I will be CLOSED all day friday to prepare unpack and price everything. 

This will be an incredible order. Expected are
Wild acros
Zoos
Palys
Crazy chalice
Ultra lobos symphyllia welsos tracys scolymia
Orange and rainbow hammers and frogspawn
True yellow frogspawn
Blue sympodium
Acans
Lots more 

I will probably have free food and drink for saturdays sale and hope to see everyone there
If you have questions, best to call me 905 808 4658
Thanks


----------



## altcharacter (Jan 10, 2011)

Will there be KFC?


----------



## PaulF757 (Dec 9, 2013)

altcharacter said:


> Will there be KFC?


KFC, I'm in........


----------



## Taipan (Feb 12, 2012)

For those that have inquired......

He will open on time at 11am - barring some form of natural disaster (knock on wood). I'll poke him with a stick if necessary.
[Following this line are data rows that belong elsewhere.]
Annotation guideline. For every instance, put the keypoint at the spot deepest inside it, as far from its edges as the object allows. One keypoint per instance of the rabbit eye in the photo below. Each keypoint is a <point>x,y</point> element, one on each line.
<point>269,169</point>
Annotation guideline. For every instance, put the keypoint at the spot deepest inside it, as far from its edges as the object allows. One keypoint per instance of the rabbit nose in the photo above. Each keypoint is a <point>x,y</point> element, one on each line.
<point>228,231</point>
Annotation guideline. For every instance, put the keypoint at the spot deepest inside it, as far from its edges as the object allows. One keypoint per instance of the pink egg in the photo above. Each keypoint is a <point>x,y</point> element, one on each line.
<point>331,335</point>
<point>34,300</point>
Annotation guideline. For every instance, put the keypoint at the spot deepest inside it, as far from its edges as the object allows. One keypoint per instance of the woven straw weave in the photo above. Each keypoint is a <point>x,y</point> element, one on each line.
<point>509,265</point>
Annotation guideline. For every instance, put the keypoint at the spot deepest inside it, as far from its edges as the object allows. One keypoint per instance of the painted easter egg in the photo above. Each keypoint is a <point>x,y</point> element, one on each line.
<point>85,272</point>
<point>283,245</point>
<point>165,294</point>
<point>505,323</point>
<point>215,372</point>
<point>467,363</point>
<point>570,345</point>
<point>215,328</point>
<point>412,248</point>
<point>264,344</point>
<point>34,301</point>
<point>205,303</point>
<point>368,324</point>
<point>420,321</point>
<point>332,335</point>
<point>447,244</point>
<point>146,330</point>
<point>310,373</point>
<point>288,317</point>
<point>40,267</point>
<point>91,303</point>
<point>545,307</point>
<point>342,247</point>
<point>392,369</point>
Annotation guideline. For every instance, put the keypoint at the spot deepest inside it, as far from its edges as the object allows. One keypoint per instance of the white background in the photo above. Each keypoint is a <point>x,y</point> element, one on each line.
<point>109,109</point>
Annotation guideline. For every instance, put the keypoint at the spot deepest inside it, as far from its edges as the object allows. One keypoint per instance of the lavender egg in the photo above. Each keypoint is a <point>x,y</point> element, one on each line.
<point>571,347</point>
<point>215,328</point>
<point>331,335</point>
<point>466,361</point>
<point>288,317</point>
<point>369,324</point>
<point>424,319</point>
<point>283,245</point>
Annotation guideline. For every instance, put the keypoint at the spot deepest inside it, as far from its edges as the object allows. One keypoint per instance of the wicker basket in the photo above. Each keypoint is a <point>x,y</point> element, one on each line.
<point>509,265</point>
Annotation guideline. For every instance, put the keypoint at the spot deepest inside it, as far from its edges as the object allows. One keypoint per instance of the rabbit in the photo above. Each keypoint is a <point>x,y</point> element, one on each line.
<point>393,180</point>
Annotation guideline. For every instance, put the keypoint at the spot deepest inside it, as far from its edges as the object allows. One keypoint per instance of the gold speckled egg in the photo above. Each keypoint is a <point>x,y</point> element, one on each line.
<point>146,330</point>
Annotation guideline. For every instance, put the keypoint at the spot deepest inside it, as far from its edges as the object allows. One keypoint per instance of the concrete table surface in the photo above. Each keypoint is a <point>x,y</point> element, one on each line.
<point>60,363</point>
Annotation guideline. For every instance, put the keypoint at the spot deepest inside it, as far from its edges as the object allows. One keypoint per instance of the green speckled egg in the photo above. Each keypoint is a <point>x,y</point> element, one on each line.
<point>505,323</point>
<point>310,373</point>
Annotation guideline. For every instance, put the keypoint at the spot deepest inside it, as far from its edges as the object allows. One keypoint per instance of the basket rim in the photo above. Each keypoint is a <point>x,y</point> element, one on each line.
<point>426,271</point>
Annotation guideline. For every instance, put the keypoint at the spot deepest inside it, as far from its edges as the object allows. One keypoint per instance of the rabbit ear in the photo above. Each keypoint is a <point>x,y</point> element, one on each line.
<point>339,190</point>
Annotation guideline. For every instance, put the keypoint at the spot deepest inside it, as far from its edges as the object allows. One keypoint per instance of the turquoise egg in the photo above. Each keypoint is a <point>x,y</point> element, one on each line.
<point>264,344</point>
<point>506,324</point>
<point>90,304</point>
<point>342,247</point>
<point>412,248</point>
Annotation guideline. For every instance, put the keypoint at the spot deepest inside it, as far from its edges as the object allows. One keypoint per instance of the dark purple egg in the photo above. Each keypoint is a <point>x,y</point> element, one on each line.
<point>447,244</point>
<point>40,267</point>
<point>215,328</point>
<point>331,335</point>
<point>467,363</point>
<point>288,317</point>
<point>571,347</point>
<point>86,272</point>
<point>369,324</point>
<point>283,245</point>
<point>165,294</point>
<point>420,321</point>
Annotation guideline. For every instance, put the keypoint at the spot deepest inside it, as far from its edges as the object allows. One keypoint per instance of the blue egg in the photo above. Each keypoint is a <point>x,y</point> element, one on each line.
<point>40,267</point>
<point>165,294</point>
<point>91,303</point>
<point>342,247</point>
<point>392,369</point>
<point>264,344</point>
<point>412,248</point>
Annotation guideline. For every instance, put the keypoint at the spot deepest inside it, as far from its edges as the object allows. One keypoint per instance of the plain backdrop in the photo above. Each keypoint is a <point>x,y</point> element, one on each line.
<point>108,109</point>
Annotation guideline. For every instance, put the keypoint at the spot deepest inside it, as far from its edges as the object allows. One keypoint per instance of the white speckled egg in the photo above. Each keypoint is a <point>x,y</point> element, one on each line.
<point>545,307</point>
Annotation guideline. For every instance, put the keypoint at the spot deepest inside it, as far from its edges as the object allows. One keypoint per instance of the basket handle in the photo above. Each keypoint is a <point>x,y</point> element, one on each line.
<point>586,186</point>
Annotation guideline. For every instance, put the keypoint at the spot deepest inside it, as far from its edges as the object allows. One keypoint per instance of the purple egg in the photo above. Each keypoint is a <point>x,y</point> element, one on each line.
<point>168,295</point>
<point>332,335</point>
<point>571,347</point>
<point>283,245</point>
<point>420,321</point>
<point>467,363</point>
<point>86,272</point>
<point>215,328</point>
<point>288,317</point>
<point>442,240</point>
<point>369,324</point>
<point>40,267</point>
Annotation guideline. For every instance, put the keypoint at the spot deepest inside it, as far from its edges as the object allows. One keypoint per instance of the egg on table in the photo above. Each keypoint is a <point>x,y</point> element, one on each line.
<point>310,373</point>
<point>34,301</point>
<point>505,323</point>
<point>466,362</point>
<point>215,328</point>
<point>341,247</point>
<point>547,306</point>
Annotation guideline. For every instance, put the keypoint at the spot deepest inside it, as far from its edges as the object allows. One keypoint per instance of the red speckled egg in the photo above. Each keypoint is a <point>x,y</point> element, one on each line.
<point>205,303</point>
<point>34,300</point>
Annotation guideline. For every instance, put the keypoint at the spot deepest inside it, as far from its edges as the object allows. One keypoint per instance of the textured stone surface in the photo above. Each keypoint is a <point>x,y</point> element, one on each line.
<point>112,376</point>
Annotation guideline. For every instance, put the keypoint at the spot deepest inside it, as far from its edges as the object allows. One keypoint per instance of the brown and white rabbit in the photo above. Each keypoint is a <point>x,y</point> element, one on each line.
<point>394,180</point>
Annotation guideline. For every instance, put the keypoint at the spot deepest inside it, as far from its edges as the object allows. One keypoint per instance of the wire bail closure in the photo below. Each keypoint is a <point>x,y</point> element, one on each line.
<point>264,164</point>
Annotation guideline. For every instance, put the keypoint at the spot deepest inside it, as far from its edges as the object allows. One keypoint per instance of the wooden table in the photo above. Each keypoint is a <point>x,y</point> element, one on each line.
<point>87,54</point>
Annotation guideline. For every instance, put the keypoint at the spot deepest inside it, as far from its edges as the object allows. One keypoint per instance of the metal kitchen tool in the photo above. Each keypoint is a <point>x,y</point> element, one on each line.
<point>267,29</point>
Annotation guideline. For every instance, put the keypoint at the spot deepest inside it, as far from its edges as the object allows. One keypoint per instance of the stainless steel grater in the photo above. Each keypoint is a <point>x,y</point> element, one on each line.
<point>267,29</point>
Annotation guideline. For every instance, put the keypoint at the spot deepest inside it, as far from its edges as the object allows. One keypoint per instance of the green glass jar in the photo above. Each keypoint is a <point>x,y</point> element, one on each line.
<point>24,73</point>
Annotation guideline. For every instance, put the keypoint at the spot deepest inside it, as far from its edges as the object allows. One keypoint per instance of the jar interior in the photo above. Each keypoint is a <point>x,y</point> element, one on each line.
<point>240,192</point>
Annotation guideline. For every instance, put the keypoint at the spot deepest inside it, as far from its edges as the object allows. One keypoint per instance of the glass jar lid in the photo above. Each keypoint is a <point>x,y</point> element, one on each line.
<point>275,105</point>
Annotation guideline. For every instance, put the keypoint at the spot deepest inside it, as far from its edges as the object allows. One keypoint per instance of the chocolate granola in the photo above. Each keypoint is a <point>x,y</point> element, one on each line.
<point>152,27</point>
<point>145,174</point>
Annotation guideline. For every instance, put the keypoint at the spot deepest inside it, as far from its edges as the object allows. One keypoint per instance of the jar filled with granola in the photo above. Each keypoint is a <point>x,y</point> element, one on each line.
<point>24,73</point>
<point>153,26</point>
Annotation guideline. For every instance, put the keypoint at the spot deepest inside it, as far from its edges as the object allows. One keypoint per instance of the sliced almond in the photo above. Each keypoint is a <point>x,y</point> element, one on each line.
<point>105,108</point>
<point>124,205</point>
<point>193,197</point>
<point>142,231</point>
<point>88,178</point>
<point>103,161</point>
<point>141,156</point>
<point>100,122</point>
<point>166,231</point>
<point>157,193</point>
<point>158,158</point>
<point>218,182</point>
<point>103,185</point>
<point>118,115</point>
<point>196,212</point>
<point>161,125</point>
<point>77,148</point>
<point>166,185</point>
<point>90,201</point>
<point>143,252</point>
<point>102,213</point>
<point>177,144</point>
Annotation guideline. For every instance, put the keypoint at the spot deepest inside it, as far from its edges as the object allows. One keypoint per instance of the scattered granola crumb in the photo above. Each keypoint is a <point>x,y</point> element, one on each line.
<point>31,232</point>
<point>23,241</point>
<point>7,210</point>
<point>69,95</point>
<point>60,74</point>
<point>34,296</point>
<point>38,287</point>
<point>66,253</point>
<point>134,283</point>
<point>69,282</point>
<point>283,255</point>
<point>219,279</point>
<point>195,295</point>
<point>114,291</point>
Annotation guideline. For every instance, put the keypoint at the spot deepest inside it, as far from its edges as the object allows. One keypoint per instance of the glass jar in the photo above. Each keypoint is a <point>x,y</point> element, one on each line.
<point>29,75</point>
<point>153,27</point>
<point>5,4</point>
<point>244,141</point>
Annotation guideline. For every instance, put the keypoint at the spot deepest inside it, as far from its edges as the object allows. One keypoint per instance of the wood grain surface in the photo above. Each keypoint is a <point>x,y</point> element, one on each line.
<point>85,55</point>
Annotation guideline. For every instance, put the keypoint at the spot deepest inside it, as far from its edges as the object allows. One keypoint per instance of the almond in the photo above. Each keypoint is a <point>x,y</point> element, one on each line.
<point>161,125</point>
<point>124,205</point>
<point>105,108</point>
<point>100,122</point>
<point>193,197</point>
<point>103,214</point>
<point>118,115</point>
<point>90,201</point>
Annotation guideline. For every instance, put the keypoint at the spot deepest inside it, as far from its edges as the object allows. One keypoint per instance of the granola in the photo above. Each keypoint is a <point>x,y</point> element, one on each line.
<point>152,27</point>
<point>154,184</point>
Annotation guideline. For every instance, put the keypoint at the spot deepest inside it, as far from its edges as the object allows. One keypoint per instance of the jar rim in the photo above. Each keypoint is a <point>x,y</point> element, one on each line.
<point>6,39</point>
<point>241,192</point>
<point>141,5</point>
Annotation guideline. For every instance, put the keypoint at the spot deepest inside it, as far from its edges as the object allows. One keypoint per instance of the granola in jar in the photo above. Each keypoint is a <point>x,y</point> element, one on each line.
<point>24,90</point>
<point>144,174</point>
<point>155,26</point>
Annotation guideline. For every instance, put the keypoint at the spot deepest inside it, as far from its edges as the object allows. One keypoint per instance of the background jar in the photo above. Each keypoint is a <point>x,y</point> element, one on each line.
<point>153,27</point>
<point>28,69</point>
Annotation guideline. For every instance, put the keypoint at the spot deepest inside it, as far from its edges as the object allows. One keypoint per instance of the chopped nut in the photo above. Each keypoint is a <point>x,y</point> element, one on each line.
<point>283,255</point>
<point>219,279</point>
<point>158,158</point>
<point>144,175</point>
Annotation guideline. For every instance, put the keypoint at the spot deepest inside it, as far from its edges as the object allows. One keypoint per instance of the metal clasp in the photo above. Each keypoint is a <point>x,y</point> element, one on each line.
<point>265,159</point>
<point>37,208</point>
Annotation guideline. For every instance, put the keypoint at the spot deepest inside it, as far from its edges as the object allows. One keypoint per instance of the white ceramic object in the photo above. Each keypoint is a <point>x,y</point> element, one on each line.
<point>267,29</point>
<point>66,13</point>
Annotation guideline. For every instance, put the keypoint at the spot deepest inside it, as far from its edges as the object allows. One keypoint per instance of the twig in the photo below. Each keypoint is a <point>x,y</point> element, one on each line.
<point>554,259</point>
D'oh!

btw - euphyllia lovers....."You're welcome" - I'm running out of organs and appendages to sacrifice.


----------



## loonie (Mar 29, 2008)

Yes Taipan, he told me shipment arriving in the afternoon, so he will have enough sleep after unpacking.


----------



## Kooka (Feb 8, 2011)

Taipan said:


> btw - euphyllia lovers....."You're welcome" - I'm running out of organs and appendages to sacrifice.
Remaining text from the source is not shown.